Windows Server Health Monitoring
Goal: Set up baseline health monitoring for a Windows server — CPU load, memory usage, disk space, and uptime — in a single, consistent configuration.
Prerequisites
Enable the following modules in nsclient.ini:
[/modules]
CheckSystem = enabled
CheckDisk = enabled
NRPEServer = enabled ; if using NRPE (active monitoring)
Or activate them from the command line:
nscp settings --activate-module CheckSystem
nscp settings --activate-module CheckDisk
CPU Load
Command
check_cpu
Expected output (healthy)
OK: CPU load is ok.
'total 5m'=2%;80;90 'total 1m'=5%;80;90 'total 5s'=11%;80;90
Expected output (alert)
WARNING: WARNING: 5m: 85%, 1m: 88%, 5s: 91%
'total 5m'=85%;80;90 'total 1m'=88%;80;90 'total 5s'=91%;80;90
How it works
By default check_cpu reports CPU load over three time windows (5 seconds, 1 minute, 5 minutes). The default warning threshold is 80% and critical is 90%, applied to the total CPU load.
Customisation
Change warning and critical thresholds:
check_cpu "warn=load > 70" "crit=load > 85"
Check only the 5-minute average:
check_cpu time=5m "warn=load > 80" "crit=load > 90"
Include per-core data (remove the default total-only filter):
check_cpu filter=none "warn=load > 80" "crit=load > 90"
Include kernel time in the alert condition:
check_cpu filter=none "warn=kernel > 10 or load > 80" "crit=load > 90"
Via NRPE from your monitoring server:
check_nrpe -H <agent-ip> -c check_cpu
Memory Usage
Command
check_memory
Expected output (healthy)
OK memory within bounds.
'page used'=8G;19;21 'page used %'=33%;79;89 'physical used'=7G;9;10 'physical used %'=65%;79;89
How it works
check_memory checks both physical RAM and the page file (virtual memory). The defaults warn at 79% used and go critical at 89% used.
Customisation
Warn on free memory rather than used:
check_memory "warn=free < 20%" "crit=free < 10%"
Show detail in the message:
check_memory "top-syntax=${list}" "detail-syntax=${type} free: ${free} used: ${used} size: ${size}"
Example output:
page free: 16G used: 7.98G size: 24G, physical free: 4.18G used: 7.8G size: 12G
Lock performance data units to gigabytes (prevents auto-scaling between checks):
check_memory "perf-config=*(unit:G)"
Via NRPE:
check_nrpe -H <agent-ip> -c check_memory
Disk Space
Command
check_drivesize
Expected output (healthy)
OK: All drives ok
'C:\ used'=45GB;178;200;0;223 'C:\ used %'=20%;79;89;0;100
Expected output (alert)
CRITICAL: CRITICAL: C:\: 205GB/223GB used
'C:\ used'=205GB;178;200;0;223 'C:\ used %'=91%;79;89;0;100
How it works
check_drivesize checks all local fixed drives by default and warns at 79% used, critical at 89% used.
Customisation
Check only drive C: with custom thresholds (free space):
check_drivesize drive=C: "warn=free < 20%" "crit=free < 10%"
Check all drives:
check_drivesize drive=* "warn=free < 10%" "crit=free < 5%"

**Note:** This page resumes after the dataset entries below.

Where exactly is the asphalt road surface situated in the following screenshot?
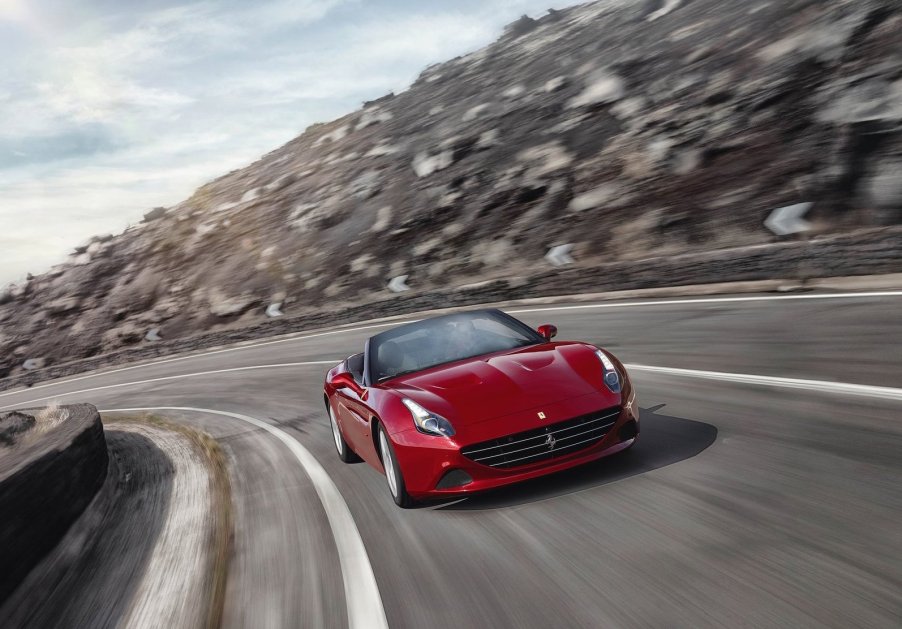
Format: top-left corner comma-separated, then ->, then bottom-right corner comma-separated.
0,293 -> 902,628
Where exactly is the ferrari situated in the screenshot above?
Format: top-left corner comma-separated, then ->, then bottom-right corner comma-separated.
323,309 -> 639,508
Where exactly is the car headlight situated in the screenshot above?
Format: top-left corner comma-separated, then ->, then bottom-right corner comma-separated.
401,398 -> 454,437
595,349 -> 620,393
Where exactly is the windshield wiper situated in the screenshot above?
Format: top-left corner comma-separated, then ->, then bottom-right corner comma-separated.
376,369 -> 422,382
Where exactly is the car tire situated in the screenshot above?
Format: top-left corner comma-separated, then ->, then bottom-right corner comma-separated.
378,424 -> 415,509
326,402 -> 360,463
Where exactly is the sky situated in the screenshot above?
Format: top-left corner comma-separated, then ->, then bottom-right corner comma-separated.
0,0 -> 588,285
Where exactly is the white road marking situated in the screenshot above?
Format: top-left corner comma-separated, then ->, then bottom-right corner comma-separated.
505,291 -> 902,314
101,406 -> 388,629
0,291 -> 902,399
625,364 -> 902,401
0,360 -> 339,410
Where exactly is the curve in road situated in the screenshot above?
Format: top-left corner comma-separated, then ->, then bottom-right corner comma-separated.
0,292 -> 902,627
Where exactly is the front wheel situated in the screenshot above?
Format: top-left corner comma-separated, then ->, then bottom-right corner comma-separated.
326,402 -> 360,463
379,425 -> 414,509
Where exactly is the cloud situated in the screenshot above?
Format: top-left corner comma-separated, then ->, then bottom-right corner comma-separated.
0,0 -> 588,283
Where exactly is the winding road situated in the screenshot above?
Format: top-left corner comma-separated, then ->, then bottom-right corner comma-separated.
0,292 -> 902,628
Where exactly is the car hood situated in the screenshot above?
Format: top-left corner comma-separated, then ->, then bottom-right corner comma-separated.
391,343 -> 617,424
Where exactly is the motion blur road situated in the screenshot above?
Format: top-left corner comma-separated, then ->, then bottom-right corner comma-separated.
0,293 -> 902,627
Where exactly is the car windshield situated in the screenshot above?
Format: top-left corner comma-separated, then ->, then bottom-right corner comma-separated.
368,310 -> 544,382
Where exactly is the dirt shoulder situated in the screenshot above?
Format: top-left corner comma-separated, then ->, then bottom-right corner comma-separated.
0,417 -> 232,628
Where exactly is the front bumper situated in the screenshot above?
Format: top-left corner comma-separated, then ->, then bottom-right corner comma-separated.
393,393 -> 639,499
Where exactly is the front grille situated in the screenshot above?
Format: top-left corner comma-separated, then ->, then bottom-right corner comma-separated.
461,406 -> 620,469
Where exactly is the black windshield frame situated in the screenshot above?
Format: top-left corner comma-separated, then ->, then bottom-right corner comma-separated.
364,308 -> 548,386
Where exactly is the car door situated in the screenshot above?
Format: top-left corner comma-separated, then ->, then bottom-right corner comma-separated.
337,354 -> 375,459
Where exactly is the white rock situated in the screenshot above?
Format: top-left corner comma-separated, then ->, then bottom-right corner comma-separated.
461,103 -> 492,122
354,107 -> 393,131
366,143 -> 401,157
47,297 -> 81,314
208,290 -> 258,317
567,73 -> 626,109
544,76 -> 567,94
263,173 -> 291,192
611,96 -> 645,120
351,253 -> 375,273
313,125 -> 350,146
645,0 -> 683,22
370,205 -> 392,232
501,85 -> 526,100
476,129 -> 501,151
569,183 -> 620,212
213,201 -> 239,212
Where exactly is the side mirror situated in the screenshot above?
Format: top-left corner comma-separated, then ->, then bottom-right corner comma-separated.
329,371 -> 363,395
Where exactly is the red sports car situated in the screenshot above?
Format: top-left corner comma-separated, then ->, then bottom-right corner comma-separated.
324,310 -> 639,507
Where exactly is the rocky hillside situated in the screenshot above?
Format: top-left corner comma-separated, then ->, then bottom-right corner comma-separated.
0,0 -> 902,375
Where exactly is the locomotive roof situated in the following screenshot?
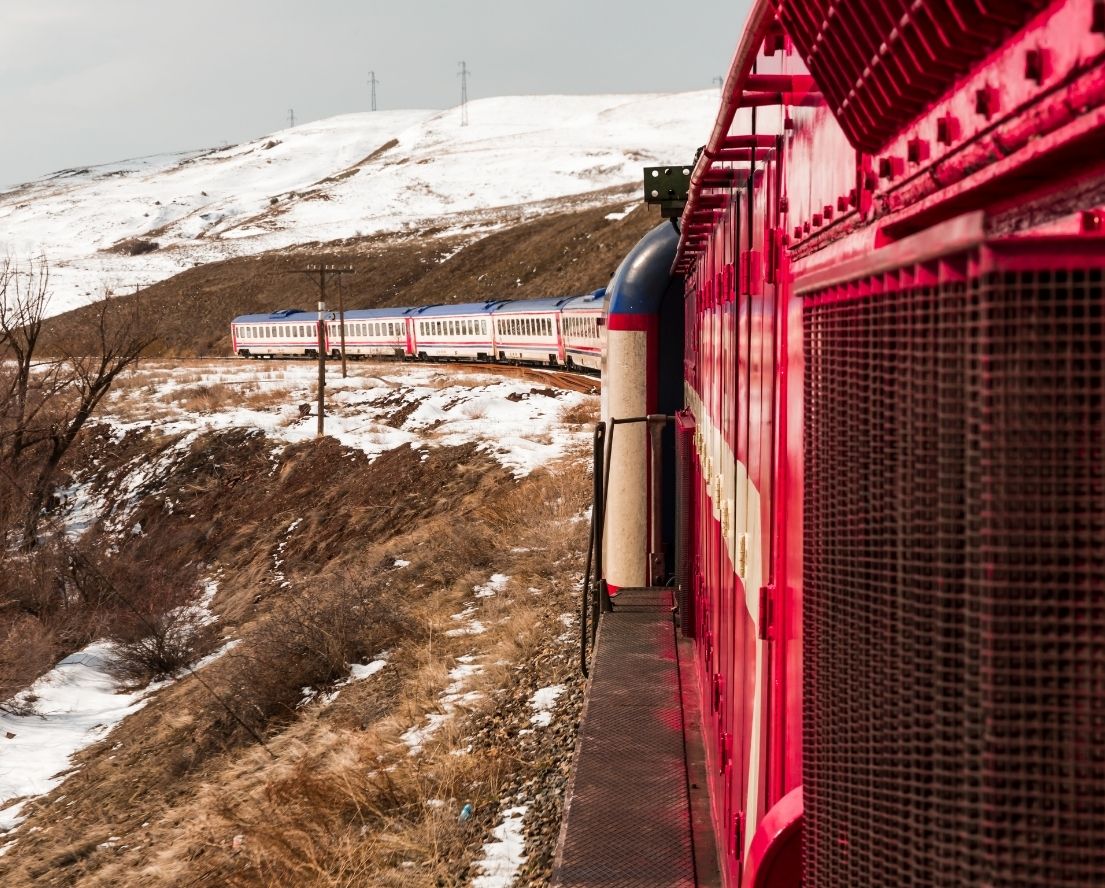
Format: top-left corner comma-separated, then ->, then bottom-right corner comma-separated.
561,288 -> 607,311
407,299 -> 512,318
227,289 -> 604,324
233,308 -> 318,324
492,296 -> 575,315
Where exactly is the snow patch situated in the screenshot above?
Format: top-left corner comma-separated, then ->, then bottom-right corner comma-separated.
529,685 -> 565,728
0,642 -> 148,833
472,805 -> 529,888
473,573 -> 511,599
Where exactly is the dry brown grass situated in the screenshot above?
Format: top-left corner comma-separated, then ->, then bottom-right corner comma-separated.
0,417 -> 589,888
560,399 -> 599,426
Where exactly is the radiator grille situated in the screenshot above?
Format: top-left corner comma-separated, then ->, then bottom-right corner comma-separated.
803,257 -> 1105,888
776,0 -> 1046,152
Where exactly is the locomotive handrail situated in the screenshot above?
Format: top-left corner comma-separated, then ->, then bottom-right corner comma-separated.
672,0 -> 775,274
579,422 -> 609,677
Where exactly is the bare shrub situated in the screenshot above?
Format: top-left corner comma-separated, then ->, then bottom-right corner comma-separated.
212,575 -> 410,734
560,398 -> 599,425
0,614 -> 56,712
168,382 -> 240,413
111,606 -> 219,687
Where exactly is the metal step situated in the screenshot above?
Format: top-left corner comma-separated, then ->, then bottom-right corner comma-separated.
553,588 -> 695,888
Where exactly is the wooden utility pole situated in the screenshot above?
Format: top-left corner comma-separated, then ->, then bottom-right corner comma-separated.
289,265 -> 356,435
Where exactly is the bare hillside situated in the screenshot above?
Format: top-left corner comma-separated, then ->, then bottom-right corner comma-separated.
46,195 -> 659,356
0,361 -> 597,888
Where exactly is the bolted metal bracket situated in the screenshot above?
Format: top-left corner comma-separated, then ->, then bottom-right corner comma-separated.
644,166 -> 691,219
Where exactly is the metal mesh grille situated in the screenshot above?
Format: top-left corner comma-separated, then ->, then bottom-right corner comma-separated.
777,0 -> 1046,152
804,257 -> 1105,887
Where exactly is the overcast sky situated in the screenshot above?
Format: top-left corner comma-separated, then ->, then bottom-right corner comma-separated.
0,0 -> 748,186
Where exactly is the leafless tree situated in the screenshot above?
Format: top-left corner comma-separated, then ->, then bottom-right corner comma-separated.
0,252 -> 154,549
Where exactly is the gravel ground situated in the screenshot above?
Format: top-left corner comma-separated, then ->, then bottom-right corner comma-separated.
469,605 -> 586,886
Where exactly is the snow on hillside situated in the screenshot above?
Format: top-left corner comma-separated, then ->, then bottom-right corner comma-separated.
0,91 -> 717,314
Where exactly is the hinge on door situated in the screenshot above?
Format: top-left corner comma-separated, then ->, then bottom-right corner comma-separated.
756,585 -> 775,641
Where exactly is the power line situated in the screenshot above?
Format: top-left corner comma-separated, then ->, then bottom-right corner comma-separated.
291,264 -> 356,436
456,62 -> 472,126
368,71 -> 379,110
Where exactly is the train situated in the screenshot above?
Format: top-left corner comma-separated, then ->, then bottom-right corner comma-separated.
230,289 -> 606,372
554,0 -> 1105,888
226,0 -> 1105,888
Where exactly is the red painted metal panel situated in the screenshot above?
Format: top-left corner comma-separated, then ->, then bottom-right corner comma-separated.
674,0 -> 1105,885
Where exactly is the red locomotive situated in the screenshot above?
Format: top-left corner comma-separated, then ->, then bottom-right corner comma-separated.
574,0 -> 1105,888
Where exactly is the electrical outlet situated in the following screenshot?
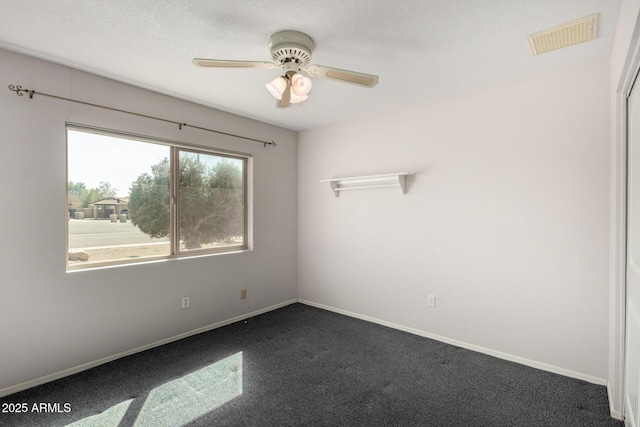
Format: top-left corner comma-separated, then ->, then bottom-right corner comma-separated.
427,295 -> 436,307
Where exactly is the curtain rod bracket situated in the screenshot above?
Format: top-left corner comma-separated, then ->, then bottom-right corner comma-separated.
9,85 -> 36,99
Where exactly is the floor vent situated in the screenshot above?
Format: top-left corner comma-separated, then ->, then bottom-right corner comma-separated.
527,13 -> 598,56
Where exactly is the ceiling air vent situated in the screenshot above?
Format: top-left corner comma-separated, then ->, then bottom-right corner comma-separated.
527,13 -> 598,56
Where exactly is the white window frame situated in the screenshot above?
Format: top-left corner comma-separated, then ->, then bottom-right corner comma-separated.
65,123 -> 253,272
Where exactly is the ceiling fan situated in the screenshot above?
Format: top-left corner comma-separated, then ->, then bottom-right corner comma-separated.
193,30 -> 378,108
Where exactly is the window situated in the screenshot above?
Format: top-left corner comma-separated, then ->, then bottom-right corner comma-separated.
67,125 -> 249,270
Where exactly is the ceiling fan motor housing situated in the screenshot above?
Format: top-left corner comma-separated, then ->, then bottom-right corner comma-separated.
269,30 -> 313,67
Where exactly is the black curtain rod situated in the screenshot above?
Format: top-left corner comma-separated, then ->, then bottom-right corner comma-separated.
9,85 -> 278,147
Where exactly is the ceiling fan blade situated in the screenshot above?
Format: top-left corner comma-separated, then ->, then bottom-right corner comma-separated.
305,65 -> 378,87
192,58 -> 276,70
276,79 -> 291,108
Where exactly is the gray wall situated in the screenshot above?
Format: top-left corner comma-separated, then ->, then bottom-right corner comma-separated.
0,50 -> 296,394
298,59 -> 610,384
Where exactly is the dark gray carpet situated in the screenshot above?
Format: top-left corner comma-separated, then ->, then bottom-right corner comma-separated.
0,304 -> 623,427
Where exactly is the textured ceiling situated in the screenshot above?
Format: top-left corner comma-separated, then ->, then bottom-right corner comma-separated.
0,0 -> 620,130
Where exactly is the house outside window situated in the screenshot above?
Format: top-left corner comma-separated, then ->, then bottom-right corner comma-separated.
67,125 -> 249,270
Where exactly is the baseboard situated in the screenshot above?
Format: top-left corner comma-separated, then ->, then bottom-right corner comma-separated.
298,298 -> 607,385
607,381 -> 624,421
0,299 -> 298,397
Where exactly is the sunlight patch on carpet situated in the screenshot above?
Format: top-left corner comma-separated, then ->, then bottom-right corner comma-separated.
67,399 -> 133,427
134,352 -> 242,427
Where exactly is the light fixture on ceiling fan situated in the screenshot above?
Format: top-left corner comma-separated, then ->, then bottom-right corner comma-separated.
193,30 -> 378,108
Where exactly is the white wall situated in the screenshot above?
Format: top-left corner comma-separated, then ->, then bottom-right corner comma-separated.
608,0 -> 640,417
298,59 -> 610,383
0,50 -> 296,395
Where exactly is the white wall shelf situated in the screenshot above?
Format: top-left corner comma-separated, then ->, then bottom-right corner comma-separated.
320,172 -> 412,197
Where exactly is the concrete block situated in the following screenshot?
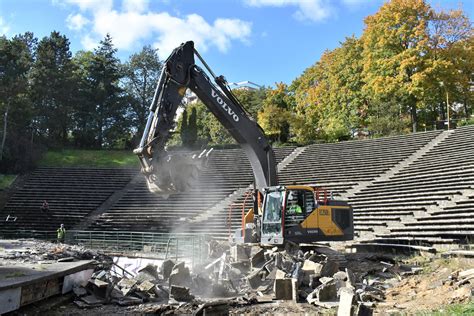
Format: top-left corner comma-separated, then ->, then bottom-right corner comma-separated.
230,244 -> 249,261
321,260 -> 339,277
274,278 -> 298,301
170,285 -> 194,302
169,262 -> 191,286
337,288 -> 354,316
315,280 -> 337,302
346,268 -> 356,288
161,260 -> 175,280
250,249 -> 265,268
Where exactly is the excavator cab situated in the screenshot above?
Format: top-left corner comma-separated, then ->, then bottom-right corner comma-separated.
261,185 -> 354,244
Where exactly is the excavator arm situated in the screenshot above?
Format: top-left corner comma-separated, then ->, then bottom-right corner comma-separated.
134,41 -> 278,195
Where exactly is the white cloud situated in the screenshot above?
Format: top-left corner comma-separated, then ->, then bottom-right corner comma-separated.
0,16 -> 10,35
66,13 -> 90,31
342,0 -> 374,7
62,0 -> 113,12
122,0 -> 148,12
244,0 -> 333,22
68,0 -> 252,57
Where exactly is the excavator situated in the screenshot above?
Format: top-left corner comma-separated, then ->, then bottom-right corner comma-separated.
134,41 -> 354,245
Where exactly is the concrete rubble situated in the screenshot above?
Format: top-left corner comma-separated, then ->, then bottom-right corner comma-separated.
4,241 -> 474,316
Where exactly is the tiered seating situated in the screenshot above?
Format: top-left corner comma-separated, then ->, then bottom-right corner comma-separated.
189,131 -> 440,236
143,146 -> 295,236
350,127 -> 474,238
0,168 -> 138,232
91,147 -> 294,232
280,131 -> 439,195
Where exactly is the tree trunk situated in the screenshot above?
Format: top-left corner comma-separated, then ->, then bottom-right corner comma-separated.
0,105 -> 10,161
411,102 -> 418,133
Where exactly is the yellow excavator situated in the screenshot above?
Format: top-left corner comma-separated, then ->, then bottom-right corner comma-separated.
134,42 -> 354,245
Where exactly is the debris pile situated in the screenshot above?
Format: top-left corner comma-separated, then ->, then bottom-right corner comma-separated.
0,240 -> 112,268
65,242 -> 408,315
0,241 -> 474,315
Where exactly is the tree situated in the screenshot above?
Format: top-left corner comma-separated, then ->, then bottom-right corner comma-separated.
179,109 -> 189,146
0,33 -> 33,166
89,34 -> 129,148
362,0 -> 432,132
72,51 -> 97,148
426,9 -> 474,120
258,83 -> 292,143
188,108 -> 198,147
122,45 -> 163,144
31,32 -> 76,146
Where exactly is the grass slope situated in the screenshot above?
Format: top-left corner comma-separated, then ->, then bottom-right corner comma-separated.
39,149 -> 139,168
0,174 -> 16,190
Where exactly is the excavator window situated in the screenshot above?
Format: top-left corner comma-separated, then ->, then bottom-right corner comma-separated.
262,191 -> 284,234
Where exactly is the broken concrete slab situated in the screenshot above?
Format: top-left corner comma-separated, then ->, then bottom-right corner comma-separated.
161,259 -> 175,280
138,281 -> 155,292
230,244 -> 250,261
301,260 -> 323,276
138,263 -> 159,279
169,262 -> 191,286
193,301 -> 229,316
321,260 -> 339,277
72,286 -> 87,297
274,278 -> 298,301
170,285 -> 194,302
306,280 -> 337,304
337,288 -> 355,316
81,295 -> 105,306
250,249 -> 265,268
57,257 -> 74,262
117,278 -> 137,288
89,279 -> 109,288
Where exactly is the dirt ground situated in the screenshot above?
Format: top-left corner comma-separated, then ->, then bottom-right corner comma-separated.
376,257 -> 474,315
0,242 -> 474,316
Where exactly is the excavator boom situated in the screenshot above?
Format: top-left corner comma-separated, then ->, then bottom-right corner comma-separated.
134,41 -> 278,195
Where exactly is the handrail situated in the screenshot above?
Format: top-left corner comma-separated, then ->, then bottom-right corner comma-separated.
242,191 -> 255,239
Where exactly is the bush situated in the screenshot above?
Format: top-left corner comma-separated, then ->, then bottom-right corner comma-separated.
0,132 -> 45,174
457,117 -> 474,126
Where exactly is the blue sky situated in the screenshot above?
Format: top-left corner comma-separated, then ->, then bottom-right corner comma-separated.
0,0 -> 474,86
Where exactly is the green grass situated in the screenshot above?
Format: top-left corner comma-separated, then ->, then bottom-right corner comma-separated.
39,149 -> 139,168
0,174 -> 16,190
422,302 -> 474,316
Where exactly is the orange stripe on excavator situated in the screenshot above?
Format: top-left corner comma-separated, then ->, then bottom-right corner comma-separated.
301,205 -> 349,236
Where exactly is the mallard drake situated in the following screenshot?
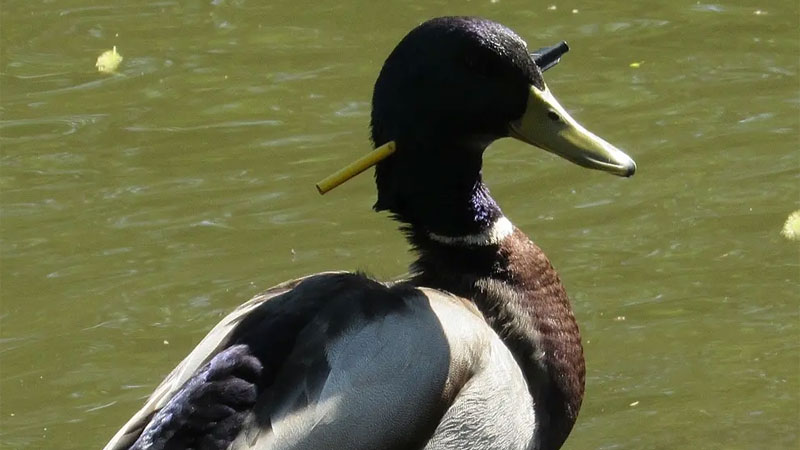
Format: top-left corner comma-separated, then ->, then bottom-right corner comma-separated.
105,17 -> 636,450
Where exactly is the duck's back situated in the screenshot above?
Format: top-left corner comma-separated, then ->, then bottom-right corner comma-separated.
106,273 -> 534,449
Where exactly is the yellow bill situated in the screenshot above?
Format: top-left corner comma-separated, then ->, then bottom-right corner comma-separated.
509,86 -> 636,177
317,141 -> 395,194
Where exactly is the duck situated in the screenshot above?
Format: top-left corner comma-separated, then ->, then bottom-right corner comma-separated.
105,17 -> 636,450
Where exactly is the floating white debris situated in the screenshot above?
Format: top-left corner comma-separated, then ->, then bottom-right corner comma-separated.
94,45 -> 122,73
781,209 -> 800,241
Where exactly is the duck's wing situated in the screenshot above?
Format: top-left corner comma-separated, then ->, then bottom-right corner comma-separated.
104,272 -> 343,450
106,273 -> 524,450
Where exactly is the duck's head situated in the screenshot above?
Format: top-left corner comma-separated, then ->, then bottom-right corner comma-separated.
318,17 -> 636,229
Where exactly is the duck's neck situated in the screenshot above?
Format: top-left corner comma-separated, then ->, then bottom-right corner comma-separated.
375,142 -> 503,238
408,214 -> 585,450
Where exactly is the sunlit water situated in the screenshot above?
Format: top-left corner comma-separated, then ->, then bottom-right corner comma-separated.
0,0 -> 800,449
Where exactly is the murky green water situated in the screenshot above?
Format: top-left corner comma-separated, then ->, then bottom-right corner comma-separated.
0,0 -> 800,449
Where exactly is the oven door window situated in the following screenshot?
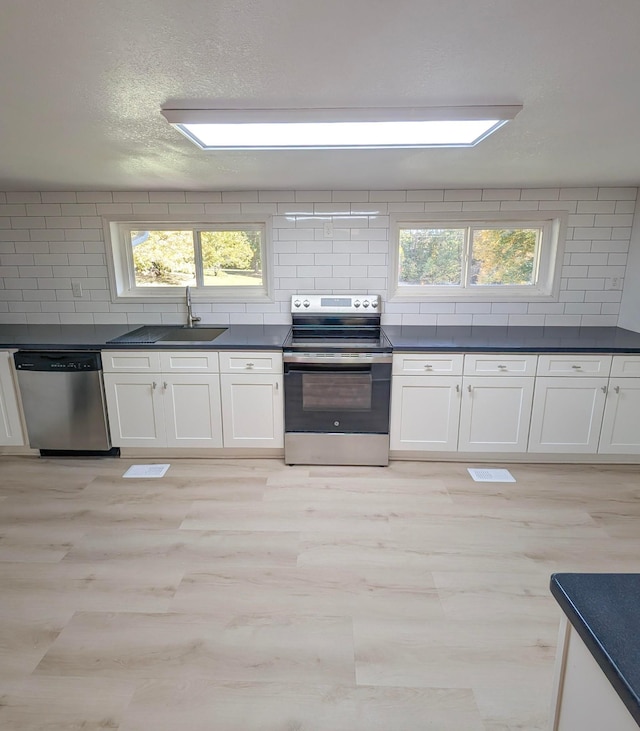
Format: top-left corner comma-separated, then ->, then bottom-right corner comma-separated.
284,363 -> 391,434
302,373 -> 372,411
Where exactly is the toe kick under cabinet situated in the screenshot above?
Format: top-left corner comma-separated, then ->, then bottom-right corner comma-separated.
391,353 -> 640,462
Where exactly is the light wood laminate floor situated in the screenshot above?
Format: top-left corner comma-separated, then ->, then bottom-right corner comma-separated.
0,457 -> 640,731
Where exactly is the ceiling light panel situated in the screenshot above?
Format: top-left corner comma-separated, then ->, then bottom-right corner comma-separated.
162,106 -> 521,150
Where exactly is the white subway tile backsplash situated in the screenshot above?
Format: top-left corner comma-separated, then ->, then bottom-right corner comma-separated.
560,188 -> 598,201
615,200 -> 636,214
113,191 -> 149,203
0,187 -> 637,326
576,200 -> 616,213
521,188 -> 560,201
6,190 -> 40,203
598,187 -> 638,201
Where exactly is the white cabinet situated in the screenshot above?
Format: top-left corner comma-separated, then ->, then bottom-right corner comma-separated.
529,355 -> 612,454
220,351 -> 284,449
598,355 -> 640,454
0,350 -> 25,447
102,351 -> 222,447
458,353 -> 537,452
389,353 -> 464,452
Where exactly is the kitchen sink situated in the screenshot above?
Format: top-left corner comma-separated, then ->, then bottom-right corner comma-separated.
156,327 -> 227,343
109,325 -> 227,345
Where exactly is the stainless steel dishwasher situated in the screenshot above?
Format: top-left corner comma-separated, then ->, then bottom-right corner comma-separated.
13,350 -> 113,454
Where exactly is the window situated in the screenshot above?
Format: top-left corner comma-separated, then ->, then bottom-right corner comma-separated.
108,220 -> 268,301
390,212 -> 564,300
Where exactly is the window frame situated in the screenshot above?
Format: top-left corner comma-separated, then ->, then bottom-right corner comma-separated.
389,210 -> 568,302
103,215 -> 273,304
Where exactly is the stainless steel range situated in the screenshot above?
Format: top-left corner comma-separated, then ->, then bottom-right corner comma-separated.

Check only fixed and network drives, exclude C: and D::
check_drivesize drive=* "filter=type in ('fixed', 'remote')" exclude=C:\ exclude=D:\
Force performance data in gigabytes:
check_drivesize "perf-config=*(unit:G)"
Via NRPE:
check_nrpe -H <agent-ip> -c check_drivesize
See also the full Disk Space scenario for more examples.
Network Interfaces
Command
check_network
Expected output (healthy)
OK: Network interfaces seem ok.
'Ethernet 1'=1024B;10000;100000 'Ethernet 2'=512B;10000;100000
Expected output (alert)
CRITICAL: Ethernet 1 >50000 <200000 bps
How it works
check_network reports per-NIC throughput in bytes/sec by polling Windows
performance counters in the background and computing a rate from successive
samples. The default thresholds are total > 10000 (warn) and
total > 100000 (critical) on total bytes/sec.
By default the check reads Win32_PerfRawData_Tcpip_NetworkInterface, which
exposes one row per physical adapter. If you use NIC teaming (LBFO,
Switch-Embedded Teaming, or any other Windows team configuration) and want to
monitor the aggregated team interface rather than the individual members, use
mode=adapter to read from Win32_PerfRawData_Tcpip_NetworkAdapter instead.
That class also reports the team adapter (e.g. a virtual interface named after
the team itself).
Customisation
Monitor the team aggregate on a server with NIC teaming:
check_network mode=adapter "warn=total > 100M" "crit=total > 500M"
Alert only on the team adapter (ignore individual physical members):
The team aggregate is the only row with no MAC address (no matching
Win32_NetworkAdapter entry exists), so filter on that:
check_network mode=adapter "filter=MAC = ''"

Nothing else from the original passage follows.